= George Linius Streeter =

American embryologist (1873–1948)

George Linius Streeter (1873-1948) was a 20th century American anatomist and world leading embryologist. He was director of the Carnegie Institution of Washington from 1917 to 1940.

He gives his name to Streeter's Developmental Horizon and Streeter's Dysplasia.

==Life==

Streeter was born on 12 January 1873 at Johnstown, New York to George Austin Streeter, a glove manufacturer, and his wife, Hannah Green Anthony. He completed a general degree at Union College, New York in 1895, then studied Medicine under Prof George Huntington at Columbia University gaining his doctorate (MD) in 1899.

He served his internship at Roosevelt Hospital, New York City then began teaching anatomy at Albany Medical College alongside neurologist Henry Hun. He then spent the year 1902–1903 in Germany studying in Frankfurt under Ludwig Edinger and in Leipzig under Wilhelm His. Following his period with His he began to focus on embryology and the development of the human nervous system in the womb.

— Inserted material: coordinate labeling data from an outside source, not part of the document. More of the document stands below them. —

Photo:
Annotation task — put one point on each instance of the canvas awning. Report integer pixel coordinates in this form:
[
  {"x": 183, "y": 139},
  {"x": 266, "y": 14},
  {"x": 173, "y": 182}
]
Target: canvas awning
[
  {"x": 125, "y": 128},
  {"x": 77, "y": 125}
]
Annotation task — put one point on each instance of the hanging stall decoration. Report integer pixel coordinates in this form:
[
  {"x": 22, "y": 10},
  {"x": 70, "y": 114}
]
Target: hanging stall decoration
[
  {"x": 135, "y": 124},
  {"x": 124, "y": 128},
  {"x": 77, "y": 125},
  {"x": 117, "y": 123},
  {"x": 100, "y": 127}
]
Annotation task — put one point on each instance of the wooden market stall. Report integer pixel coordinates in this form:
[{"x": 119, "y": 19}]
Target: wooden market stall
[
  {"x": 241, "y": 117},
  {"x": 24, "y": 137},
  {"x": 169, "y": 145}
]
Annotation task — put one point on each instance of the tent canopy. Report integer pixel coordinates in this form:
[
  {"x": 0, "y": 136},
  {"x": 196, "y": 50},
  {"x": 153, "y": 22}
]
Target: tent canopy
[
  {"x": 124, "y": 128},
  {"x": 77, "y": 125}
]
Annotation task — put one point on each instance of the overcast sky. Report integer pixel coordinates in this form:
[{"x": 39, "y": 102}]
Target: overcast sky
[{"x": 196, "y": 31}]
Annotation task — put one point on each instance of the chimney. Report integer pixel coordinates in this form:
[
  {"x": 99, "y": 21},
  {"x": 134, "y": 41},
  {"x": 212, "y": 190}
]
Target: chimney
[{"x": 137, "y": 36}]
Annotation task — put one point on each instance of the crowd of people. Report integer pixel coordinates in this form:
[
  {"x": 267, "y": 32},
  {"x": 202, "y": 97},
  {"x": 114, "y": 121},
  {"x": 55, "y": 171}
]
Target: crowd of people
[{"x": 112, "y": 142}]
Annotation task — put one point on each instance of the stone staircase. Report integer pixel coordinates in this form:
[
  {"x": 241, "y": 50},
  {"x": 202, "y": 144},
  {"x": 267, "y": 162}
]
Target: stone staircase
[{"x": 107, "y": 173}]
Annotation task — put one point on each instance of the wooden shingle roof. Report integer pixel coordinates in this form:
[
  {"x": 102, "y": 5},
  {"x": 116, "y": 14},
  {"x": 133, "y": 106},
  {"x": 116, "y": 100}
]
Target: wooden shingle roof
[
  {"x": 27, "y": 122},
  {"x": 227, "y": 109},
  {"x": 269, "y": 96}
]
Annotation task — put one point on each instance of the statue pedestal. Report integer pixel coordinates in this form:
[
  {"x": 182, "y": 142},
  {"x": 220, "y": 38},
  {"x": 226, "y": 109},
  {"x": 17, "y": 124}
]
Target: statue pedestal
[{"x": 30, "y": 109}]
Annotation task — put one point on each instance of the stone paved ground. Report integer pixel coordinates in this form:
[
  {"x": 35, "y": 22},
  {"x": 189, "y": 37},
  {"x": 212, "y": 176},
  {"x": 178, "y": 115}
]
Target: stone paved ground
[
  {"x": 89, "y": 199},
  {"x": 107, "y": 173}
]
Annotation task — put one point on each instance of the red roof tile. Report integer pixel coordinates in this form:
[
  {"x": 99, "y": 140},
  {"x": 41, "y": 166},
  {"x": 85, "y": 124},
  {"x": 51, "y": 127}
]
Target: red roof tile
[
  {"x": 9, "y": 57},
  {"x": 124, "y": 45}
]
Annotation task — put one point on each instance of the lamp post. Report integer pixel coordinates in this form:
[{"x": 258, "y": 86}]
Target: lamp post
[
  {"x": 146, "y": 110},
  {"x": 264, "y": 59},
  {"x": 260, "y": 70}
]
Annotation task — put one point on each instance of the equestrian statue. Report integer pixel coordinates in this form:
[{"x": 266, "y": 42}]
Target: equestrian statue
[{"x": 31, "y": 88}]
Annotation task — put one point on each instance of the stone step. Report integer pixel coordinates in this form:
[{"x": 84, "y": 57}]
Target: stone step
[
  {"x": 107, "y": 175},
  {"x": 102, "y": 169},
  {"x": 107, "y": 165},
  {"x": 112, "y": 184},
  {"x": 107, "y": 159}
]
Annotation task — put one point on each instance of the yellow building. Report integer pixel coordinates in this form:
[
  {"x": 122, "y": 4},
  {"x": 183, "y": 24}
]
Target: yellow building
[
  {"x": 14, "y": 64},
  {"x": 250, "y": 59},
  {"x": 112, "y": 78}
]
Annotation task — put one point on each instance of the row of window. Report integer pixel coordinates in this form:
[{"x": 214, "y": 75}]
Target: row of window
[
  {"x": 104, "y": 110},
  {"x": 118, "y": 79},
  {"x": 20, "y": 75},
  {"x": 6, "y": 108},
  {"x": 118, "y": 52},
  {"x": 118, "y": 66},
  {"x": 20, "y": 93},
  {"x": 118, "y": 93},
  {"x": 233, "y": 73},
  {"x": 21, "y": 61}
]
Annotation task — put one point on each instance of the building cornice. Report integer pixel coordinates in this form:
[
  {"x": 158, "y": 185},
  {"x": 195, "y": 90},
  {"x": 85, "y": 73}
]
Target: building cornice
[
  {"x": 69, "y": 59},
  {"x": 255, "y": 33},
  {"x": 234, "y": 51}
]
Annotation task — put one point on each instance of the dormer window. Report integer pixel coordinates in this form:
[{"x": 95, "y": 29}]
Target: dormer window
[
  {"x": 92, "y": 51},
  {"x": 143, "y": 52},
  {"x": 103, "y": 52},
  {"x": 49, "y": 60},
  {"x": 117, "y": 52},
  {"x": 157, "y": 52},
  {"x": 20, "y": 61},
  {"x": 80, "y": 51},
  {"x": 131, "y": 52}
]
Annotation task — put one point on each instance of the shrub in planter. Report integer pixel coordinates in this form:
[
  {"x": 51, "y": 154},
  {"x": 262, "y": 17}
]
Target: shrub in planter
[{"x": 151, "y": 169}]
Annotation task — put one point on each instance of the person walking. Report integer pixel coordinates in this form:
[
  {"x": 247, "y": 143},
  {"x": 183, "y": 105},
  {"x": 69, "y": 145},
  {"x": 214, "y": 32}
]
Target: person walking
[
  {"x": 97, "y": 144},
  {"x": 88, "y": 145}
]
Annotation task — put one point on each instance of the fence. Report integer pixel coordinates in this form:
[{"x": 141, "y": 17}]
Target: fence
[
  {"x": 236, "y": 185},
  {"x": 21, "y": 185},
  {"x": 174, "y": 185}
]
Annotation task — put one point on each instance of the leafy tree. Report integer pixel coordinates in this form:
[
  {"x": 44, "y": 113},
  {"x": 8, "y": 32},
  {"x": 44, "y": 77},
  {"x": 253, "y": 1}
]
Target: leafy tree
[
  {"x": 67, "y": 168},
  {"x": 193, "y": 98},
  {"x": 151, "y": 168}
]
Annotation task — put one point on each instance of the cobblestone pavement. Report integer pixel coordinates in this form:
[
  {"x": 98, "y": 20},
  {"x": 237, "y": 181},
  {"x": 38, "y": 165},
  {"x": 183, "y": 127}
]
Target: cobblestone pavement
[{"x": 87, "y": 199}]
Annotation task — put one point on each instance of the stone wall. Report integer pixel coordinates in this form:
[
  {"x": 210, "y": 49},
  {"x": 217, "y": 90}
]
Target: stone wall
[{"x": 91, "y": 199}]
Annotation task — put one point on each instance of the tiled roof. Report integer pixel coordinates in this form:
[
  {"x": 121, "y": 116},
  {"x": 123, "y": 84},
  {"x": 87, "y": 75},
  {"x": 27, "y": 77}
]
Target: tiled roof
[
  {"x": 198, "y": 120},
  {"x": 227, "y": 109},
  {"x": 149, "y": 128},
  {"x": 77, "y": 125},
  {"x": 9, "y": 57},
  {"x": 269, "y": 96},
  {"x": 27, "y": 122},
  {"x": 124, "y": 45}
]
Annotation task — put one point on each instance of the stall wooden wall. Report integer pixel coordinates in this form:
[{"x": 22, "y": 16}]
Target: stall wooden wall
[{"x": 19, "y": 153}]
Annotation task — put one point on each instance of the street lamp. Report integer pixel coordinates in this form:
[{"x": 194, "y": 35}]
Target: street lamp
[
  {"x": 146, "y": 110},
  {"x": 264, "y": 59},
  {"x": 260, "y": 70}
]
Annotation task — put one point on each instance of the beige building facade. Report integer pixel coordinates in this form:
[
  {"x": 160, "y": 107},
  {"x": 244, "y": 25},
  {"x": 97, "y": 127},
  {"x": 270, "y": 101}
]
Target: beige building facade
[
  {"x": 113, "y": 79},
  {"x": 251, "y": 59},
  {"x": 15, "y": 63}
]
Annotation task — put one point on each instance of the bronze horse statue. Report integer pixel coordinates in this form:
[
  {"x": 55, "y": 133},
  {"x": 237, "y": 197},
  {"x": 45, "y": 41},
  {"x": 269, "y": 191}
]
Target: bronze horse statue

In 1904 he joined Johns Hopkins Medical School in Baltimore under Prof Franklin P. Mall. In 1906 he went to the Wistar Institute of Anatomy and Biology in Philadelphia for one academic year, then to the University of Michigan in his first professorship, as professor of gross anatomy.

In 1914 he returned to Baltimore as a research professor with Mall. When Mall died in 1917, he succeeded him in his role as director of the Carnegie Institution of Washington, remaining there for 23 years.

He served as the 17th president of the Association of American Anatomists from 1926 to 1928.

In 1936 he was elected an Honorary Fellow of the Royal Society of Edinburgh.

He died of a heart attack at Gloversville, New York on 27 July 1948.

==Publications==
- The Cortex of the Brain in the Human Embryo (1907)
- The Development of the Scala Tympani (1917)
- Development of the Auricle in the Human Embryo (1922)
- Focal Deficiencies in Foetal Tissues (1930)
- Development of the Macaque Embryo (1941)

==Family==

In 1910 he married Julia Allen Smith of Ann Arbor in Michigan. They had one son and two daughters.